It Slows You Down and Impairs Your Cognitive Ability

A recent study at the University of Sussex found that regular multitaskers have lower brain density in regions associated with cognitive control. When performing single tasks you’ve done many times, the brain relies on already established neural pathways and operates on “autopilot,” which saves time and frees up mental resources. Multitasking forces the brain to change its focus and hinders its ability to rely on automatic behaviors to finish simple tasks rapidly. It also puts a strain on your mental resources as it requires moving through the stages of executive control too quickly.

It Reduces Your Ability to Focus

The entire premise of multitasking involves shuffling between different tasks, turning off the brain’s processes associated with one task, and trying to refocus on another.

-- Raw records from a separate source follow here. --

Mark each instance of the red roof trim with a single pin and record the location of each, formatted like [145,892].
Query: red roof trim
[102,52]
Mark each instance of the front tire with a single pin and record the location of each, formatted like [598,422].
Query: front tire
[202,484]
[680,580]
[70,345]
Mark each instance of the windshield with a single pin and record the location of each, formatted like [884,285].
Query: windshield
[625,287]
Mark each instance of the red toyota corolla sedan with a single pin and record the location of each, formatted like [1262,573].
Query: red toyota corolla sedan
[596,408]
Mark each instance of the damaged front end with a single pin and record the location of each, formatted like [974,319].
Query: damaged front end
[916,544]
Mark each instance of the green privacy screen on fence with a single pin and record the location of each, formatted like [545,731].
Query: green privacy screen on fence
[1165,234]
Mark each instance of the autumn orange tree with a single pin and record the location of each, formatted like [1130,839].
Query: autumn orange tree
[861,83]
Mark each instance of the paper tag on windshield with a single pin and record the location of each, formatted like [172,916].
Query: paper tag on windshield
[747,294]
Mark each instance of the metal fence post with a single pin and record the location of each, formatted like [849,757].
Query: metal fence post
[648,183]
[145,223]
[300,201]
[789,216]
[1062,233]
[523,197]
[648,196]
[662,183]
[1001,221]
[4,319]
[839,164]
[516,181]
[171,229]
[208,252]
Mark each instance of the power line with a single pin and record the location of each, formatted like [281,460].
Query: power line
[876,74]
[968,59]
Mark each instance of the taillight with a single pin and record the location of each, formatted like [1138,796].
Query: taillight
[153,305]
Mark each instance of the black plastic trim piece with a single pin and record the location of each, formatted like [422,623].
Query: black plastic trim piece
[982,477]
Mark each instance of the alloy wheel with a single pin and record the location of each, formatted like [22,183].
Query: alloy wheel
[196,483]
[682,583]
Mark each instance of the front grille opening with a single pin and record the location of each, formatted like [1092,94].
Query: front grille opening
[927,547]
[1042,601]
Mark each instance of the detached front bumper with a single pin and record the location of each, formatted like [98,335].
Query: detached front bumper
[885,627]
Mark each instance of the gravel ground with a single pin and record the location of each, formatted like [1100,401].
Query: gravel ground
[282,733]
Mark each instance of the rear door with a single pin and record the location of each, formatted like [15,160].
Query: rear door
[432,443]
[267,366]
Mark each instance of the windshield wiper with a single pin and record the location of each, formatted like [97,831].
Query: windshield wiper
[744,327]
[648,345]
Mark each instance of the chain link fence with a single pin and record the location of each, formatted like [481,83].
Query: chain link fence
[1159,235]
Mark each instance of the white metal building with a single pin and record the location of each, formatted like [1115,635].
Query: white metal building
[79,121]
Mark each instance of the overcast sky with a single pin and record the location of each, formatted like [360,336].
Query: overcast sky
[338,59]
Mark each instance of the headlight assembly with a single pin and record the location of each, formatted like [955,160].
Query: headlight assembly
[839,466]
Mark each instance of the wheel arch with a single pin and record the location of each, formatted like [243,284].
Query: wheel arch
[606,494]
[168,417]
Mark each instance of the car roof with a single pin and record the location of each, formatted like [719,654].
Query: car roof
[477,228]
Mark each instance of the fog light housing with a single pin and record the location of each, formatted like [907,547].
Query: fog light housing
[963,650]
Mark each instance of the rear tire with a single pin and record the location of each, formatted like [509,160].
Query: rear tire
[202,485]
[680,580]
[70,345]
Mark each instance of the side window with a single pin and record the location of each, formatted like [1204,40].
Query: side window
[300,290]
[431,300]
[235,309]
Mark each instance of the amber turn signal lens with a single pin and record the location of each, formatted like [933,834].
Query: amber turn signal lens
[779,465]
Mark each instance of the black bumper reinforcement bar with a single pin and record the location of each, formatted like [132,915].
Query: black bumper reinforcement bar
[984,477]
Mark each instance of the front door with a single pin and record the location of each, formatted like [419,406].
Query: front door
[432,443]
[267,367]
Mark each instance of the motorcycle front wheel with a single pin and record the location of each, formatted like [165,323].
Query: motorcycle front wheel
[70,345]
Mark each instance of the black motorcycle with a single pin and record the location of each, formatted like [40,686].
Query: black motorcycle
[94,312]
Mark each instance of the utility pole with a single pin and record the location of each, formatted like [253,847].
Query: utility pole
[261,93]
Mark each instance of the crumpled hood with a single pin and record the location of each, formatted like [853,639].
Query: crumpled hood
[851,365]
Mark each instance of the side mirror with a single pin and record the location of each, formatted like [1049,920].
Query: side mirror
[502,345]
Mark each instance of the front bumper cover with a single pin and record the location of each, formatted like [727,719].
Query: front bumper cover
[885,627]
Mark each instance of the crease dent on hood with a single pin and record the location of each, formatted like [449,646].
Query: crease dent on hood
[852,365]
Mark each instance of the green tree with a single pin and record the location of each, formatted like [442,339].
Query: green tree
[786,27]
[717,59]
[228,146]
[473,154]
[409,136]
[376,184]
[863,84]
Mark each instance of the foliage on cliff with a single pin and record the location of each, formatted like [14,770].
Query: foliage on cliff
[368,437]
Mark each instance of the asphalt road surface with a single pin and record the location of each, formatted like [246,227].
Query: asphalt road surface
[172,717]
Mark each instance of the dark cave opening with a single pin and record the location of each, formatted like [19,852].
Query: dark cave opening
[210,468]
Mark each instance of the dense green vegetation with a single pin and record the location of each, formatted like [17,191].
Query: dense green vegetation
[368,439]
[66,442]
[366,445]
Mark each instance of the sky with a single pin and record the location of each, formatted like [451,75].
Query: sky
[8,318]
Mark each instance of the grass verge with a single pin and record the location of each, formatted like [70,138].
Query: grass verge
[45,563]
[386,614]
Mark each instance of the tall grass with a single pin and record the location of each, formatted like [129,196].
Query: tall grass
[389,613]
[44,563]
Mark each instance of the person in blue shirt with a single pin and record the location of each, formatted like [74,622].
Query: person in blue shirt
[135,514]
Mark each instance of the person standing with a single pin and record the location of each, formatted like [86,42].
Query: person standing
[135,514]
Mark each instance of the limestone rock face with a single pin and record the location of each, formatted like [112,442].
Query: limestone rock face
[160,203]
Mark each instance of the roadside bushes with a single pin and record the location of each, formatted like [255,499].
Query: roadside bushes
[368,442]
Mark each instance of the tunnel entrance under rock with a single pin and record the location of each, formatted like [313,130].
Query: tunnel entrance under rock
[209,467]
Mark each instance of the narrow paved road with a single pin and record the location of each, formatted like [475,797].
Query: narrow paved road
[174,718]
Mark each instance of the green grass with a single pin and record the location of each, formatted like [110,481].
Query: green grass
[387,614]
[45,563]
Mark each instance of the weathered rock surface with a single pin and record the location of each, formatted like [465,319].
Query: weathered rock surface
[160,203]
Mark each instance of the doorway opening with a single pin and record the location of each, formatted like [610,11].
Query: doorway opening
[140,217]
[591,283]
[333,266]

It causes many distractions, which breaks your concentration and requires you to take some time to redirect your focus to another task. Consistently doing this decreases your ability to focus on a single activity even when you’re not working on several duties. Multitasking denies your brain the chance to rest between tasks and forces it to switch gears between different duties, which eventually wears it down and makes you easily distracted. The resulting inability to focus hamstrings productivity.

Multitasking Can Cause Memory Impairment

Multitasking reduces your brain’s ability to store and retrieve information, explaining why memory loss and absentmindedness are common among regular multitaskers. This is because the process of forming new memories requires the brain to focus and consolidate information, and multitasking disrupts this process. Also, you do not give your brain enough time to encode the necessary information needed to build memory when switching from one task to the other. Since you’re not paying adequate attention to any of the activities, you may be unable to recollect them properly at a later time. Additionally, stuffing your brain with too much information within a short period can be so overwhelming that it’ll lose the ability to differentiate between what’s important and what isn’t.

It Decreases the Quality of Your Work and Kills Creativity

The National Bureau of Economic Research reported that multitasking can reduce overall performance and make projects last longer. It often leads to frustration, especially when you can’t finish any of the tasks you’ve been juggling, causing a decrease in the quality of your work and personal skills. It also kills creativity as creative pursuits typically demand undivided attention. Switching between tasks requires you to refocus multiple times, which can obstruct your creative flow. Needless to say that the absence of creativity does not bode well for productivity.


While multitasking may seem like an effective way to increase productivity, trying to juggle multiple tasks at once can lead to increased stress, decreased concentration, and a higher likelihood of making mistakes. This is because the human brain is not designed to focus on multiple complex tasks simultaneously, and attempting to do so can lead to cognitive overload. Focusing on one task at a time is the best approach to completing it efficiently and effectively, resulting in higher overall productivity.